This section details the architecture of resilience: how to checkpoint state effectively, how to handle the ruthless economics of Spot instances, and how to build self-healing clusters on AWS and GCP.
9.3.1. The Thermodynamics of Failure
To architect for failure, we must first quantify it. The probability of a successful training run drops exponentially with the number of nodes.

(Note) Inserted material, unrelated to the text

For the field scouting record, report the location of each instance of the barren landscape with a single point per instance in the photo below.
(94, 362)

$$ P(Success) = (1 - p_{daily_fail})^{N_{nodes} \times D_{days}} $$
Let’s assume a single GPU node has a Mean Time Between Failures (MTBF) that implies a 0.1% chance of failing on any given day ($p = 0.001$). This includes hardware issues, driver crashes, and maintenance events.

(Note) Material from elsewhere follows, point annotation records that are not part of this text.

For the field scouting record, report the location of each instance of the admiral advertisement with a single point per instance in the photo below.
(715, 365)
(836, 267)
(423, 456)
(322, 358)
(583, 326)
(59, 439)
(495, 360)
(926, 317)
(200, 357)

- Single Node (1 GPU) running for 30 days: $$ 0.999^{30} \approx 97% \text{ chance of success without interruption.} $$
- Cluster (1,000 Nodes) running for 30 days: $$ 0.999^{30,000} \approx 0.00000000000009% \text{ chance of success.} $$
It is mathematically impossible to train large models without interruptions. Therefore, the training system must be viewed not as a continuous process, but as a series of discrete, recoverable segments.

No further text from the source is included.